Filename : wallet_rpc.py
Original :

result = wallet_signmessage(self.services["wallet"], request_data["message"],out_str=False)

Changes_made :

hd_path = self.services["wallet"].addr_to_path(request_data["address"])
result = wallet_signmessage(self.services["wallet"],hd_path, request_data["message"],out_str=False)

Final-code:

        def signmessage(self, request, walletname):
            self.check_cookie(request)
            if not self.services["wallet"]:
                raise NoWalletFound()
            if not self.wallet_name == walletname:
                raise InvalidRequestFormat()

            request_data = self.get_POST_body(request, ["address", "message"])

            hd_path = self.services["wallet"].addr_to_path(request_data["address"])
            
            result = wallet_signmessage(self.services["wallet"],
                hd_path, request_data["message"],
                out_str=False)
            if type(result) == str:
                return make_jmwalletd_response(request, status=400,
                    message=result)
            else:
                return make_jmwalletd_response(request,
                    signature=result[0], message=result[1], address=result[2])

Filename : wallet_utils.py
Original :

 if not get_network() == "mainnet":
        return "Error: message signing is only supported on mainnet."

Changes_made :

if not get_network() in ["mainnet", "regtest", "testnet", "signet"]:
        return "Error: message signing is only supported on mainnet, regtest, testnet and signet."

Final-code:

def wallet_signmessage(wallet, hdpath: str, message: str,out_str: bool = True) -> Union[Tuple[str, str, str], str]:
    """ Given a wallet, a BIP32 HD path (as can be output
    from the display method) and a message string, returns
    a base64 encoded signature along with the corresponding
    address and message.
    If `out_str` is True, returns human readable representation,
    otherwise returns tuple of (signature, message, address).
    """
     if not get_network() in ["mainnet", "regtest", "testnet", "signet"]:
        return "Error: message signing is only supported on mainnet, regtest, testnet and signet."

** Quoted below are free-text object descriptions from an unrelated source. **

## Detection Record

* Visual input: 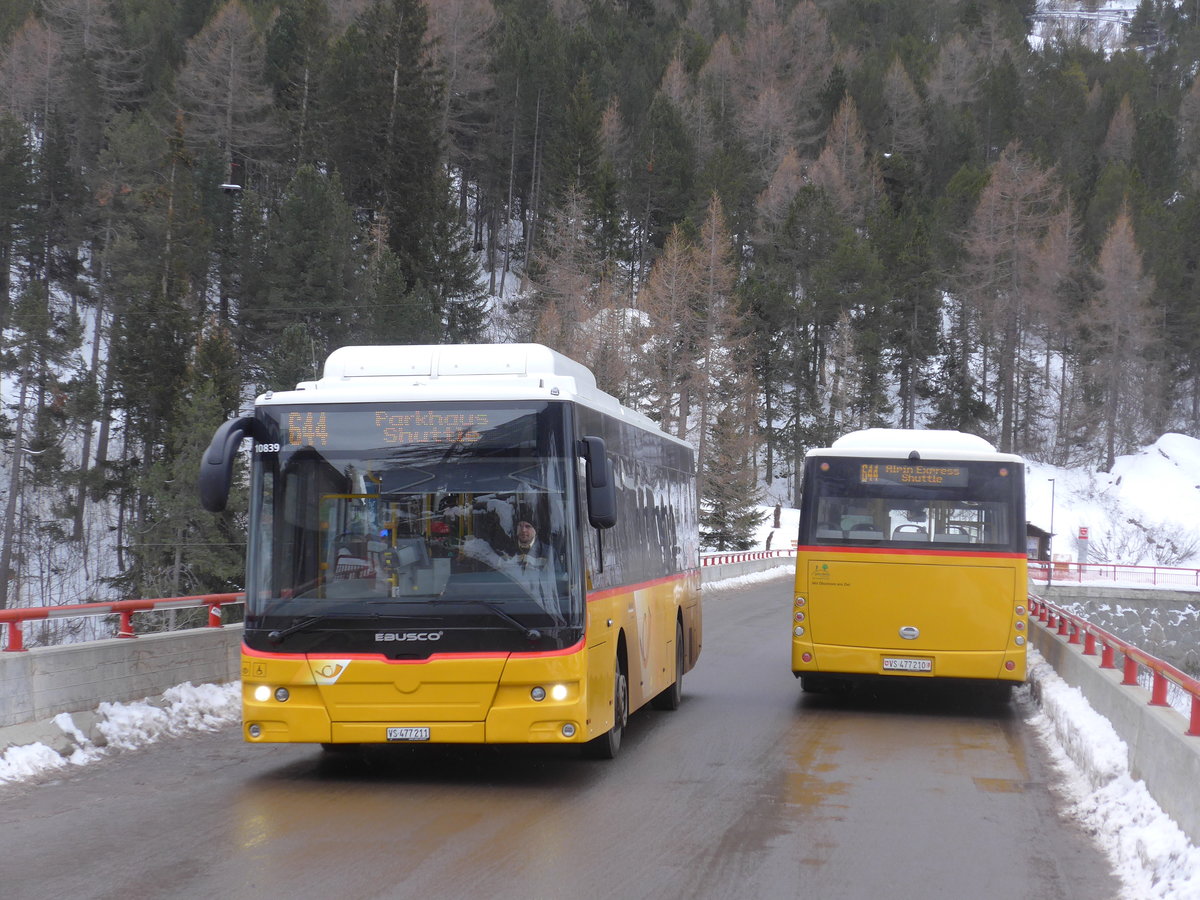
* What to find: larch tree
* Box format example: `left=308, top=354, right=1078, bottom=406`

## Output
left=176, top=0, right=279, bottom=184
left=635, top=223, right=705, bottom=437
left=40, top=0, right=142, bottom=170
left=807, top=95, right=882, bottom=228
left=423, top=0, right=496, bottom=175
left=881, top=56, right=927, bottom=158
left=960, top=142, right=1062, bottom=453
left=1100, top=94, right=1135, bottom=165
left=689, top=194, right=745, bottom=494
left=1087, top=207, right=1158, bottom=472
left=0, top=15, right=67, bottom=130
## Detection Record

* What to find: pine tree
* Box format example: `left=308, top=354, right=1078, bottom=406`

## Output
left=125, top=327, right=246, bottom=599
left=265, top=0, right=332, bottom=169
left=321, top=0, right=483, bottom=338
left=239, top=165, right=360, bottom=390
left=0, top=114, right=32, bottom=333
left=700, top=408, right=765, bottom=551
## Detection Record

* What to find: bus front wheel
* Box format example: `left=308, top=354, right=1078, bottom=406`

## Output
left=585, top=656, right=628, bottom=759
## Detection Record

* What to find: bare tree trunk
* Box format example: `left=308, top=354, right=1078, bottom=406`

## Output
left=74, top=299, right=106, bottom=542
left=501, top=80, right=519, bottom=299
left=523, top=88, right=543, bottom=272
left=0, top=377, right=31, bottom=609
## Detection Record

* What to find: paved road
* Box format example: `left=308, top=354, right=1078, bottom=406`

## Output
left=0, top=571, right=1119, bottom=899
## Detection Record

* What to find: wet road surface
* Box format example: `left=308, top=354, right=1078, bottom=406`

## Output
left=0, top=571, right=1119, bottom=899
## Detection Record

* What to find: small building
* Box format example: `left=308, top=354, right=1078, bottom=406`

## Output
left=1026, top=523, right=1052, bottom=561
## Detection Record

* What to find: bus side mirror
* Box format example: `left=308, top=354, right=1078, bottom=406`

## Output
left=577, top=435, right=616, bottom=529
left=199, top=416, right=260, bottom=513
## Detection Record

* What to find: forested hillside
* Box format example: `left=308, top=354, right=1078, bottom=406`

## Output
left=2, top=0, right=1198, bottom=606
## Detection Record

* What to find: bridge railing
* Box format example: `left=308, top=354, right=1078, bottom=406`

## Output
left=1029, top=560, right=1200, bottom=588
left=1029, top=594, right=1200, bottom=737
left=700, top=549, right=795, bottom=566
left=0, top=593, right=245, bottom=652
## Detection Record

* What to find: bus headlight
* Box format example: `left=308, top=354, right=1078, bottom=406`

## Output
left=561, top=723, right=576, bottom=738
left=530, top=687, right=546, bottom=701
left=550, top=684, right=568, bottom=701
left=274, top=687, right=290, bottom=702
left=253, top=685, right=271, bottom=703
left=248, top=724, right=262, bottom=738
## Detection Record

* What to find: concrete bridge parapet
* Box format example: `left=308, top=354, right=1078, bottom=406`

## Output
left=1032, top=582, right=1200, bottom=674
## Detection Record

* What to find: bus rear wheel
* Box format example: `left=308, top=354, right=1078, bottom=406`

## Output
left=651, top=622, right=684, bottom=710
left=585, top=656, right=628, bottom=759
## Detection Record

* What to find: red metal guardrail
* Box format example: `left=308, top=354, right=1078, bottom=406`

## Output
left=1029, top=560, right=1200, bottom=588
left=700, top=549, right=795, bottom=566
left=1029, top=593, right=1200, bottom=737
left=0, top=593, right=245, bottom=652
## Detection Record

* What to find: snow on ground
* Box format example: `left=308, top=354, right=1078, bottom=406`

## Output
left=1025, top=650, right=1200, bottom=899
left=0, top=682, right=239, bottom=785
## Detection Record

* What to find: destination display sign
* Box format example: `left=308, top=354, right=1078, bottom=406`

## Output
left=858, top=462, right=969, bottom=487
left=283, top=409, right=494, bottom=448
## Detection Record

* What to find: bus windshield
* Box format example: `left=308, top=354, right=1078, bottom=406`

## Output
left=247, top=401, right=581, bottom=636
left=802, top=457, right=1023, bottom=552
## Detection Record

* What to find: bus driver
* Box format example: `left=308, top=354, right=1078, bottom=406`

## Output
left=460, top=517, right=561, bottom=618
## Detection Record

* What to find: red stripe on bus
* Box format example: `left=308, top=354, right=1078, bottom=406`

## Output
left=794, top=545, right=1026, bottom=560
left=586, top=569, right=700, bottom=603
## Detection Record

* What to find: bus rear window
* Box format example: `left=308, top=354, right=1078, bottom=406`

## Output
left=804, top=458, right=1022, bottom=551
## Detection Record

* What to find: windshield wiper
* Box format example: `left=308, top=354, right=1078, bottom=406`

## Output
left=464, top=600, right=542, bottom=642
left=266, top=615, right=326, bottom=645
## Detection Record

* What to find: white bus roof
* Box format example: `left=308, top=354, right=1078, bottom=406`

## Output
left=808, top=428, right=1024, bottom=463
left=255, top=343, right=684, bottom=446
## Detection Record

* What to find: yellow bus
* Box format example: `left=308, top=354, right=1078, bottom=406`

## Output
left=791, top=429, right=1027, bottom=694
left=200, top=344, right=700, bottom=758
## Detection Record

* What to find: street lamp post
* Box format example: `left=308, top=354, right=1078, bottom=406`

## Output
left=1047, top=477, right=1056, bottom=586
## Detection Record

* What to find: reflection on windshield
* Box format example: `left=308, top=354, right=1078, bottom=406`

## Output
left=814, top=497, right=1009, bottom=544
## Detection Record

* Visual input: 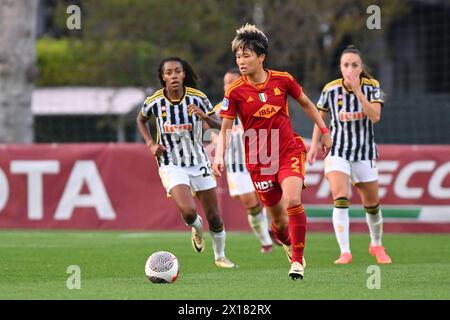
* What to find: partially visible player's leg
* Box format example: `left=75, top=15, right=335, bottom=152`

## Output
left=327, top=171, right=352, bottom=264
left=196, top=187, right=236, bottom=268
left=159, top=164, right=206, bottom=253
left=278, top=151, right=309, bottom=280
left=227, top=171, right=273, bottom=252
left=325, top=156, right=353, bottom=264
left=280, top=176, right=307, bottom=279
left=356, top=177, right=392, bottom=264
left=170, top=184, right=205, bottom=253
left=266, top=201, right=290, bottom=246
left=238, top=192, right=273, bottom=253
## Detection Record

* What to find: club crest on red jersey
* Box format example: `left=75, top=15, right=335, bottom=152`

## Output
left=258, top=93, right=268, bottom=102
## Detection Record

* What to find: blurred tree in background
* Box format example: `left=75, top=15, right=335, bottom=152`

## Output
left=37, top=0, right=407, bottom=98
left=0, top=0, right=38, bottom=143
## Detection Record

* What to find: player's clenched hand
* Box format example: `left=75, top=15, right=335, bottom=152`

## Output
left=306, top=145, right=318, bottom=165
left=188, top=104, right=207, bottom=120
left=321, top=133, right=332, bottom=159
left=149, top=143, right=166, bottom=157
left=212, top=159, right=224, bottom=177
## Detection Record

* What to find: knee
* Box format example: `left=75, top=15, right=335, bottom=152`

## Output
left=284, top=196, right=301, bottom=208
left=179, top=206, right=197, bottom=222
left=206, top=212, right=223, bottom=232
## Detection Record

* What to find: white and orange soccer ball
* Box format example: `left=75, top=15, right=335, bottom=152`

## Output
left=145, top=251, right=179, bottom=284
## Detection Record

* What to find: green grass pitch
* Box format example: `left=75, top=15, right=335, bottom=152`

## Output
left=0, top=230, right=449, bottom=299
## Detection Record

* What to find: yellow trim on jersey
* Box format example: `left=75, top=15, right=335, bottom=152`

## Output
left=371, top=100, right=384, bottom=104
left=322, top=77, right=380, bottom=93
left=362, top=77, right=380, bottom=87
left=140, top=110, right=150, bottom=119
left=225, top=78, right=245, bottom=96
left=155, top=119, right=161, bottom=144
left=220, top=114, right=236, bottom=120
left=271, top=70, right=294, bottom=81
left=213, top=102, right=222, bottom=113
left=322, top=78, right=343, bottom=92
left=186, top=87, right=207, bottom=98
left=316, top=106, right=329, bottom=112
left=143, top=89, right=164, bottom=105
left=162, top=87, right=187, bottom=105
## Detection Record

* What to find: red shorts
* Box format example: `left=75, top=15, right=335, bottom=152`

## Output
left=250, top=145, right=306, bottom=207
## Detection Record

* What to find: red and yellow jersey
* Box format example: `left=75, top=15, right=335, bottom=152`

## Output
left=219, top=69, right=305, bottom=173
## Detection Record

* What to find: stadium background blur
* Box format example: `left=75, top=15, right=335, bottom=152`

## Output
left=2, top=0, right=449, bottom=144
left=1, top=0, right=450, bottom=228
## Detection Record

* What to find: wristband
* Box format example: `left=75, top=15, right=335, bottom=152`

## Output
left=320, top=127, right=330, bottom=135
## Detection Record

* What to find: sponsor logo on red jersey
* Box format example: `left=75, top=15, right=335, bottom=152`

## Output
left=253, top=104, right=281, bottom=119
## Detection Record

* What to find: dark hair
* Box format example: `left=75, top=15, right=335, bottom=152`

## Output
left=340, top=45, right=373, bottom=79
left=231, top=24, right=268, bottom=57
left=158, top=57, right=199, bottom=89
left=226, top=67, right=240, bottom=76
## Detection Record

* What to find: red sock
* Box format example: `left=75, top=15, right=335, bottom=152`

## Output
left=270, top=222, right=290, bottom=245
left=287, top=204, right=307, bottom=264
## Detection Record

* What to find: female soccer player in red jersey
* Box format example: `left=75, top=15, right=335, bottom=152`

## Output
left=307, top=45, right=392, bottom=265
left=212, top=24, right=332, bottom=280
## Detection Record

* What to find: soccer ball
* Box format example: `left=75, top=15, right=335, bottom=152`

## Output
left=145, top=251, right=179, bottom=284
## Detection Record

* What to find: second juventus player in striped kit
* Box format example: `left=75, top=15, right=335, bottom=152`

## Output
left=137, top=57, right=235, bottom=268
left=307, top=45, right=392, bottom=264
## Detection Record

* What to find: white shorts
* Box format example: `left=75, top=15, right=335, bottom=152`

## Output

    msg = message.encode('utf-8')

    if not hdpath:
        return "Error: no key path for signing specified"
    if not message:
        return "Error: no message specified"

    path = wallet.path_repr_to_path(hdpath)
    addr, sig = wallet.sign_message(msg, path)
    if not out_str:
        return (sig, message, addr)
    return ("Signature: {}\nMessage: {}\nAddress: {}\n"
    "To verify this in Electrum use Tools->Sign/verify "
    "message.".format(sig, message, addr))

Thank you for your time.

[kristapsk]

Rebased.

[kristapsk]

@amitx13 Will look at your comments later.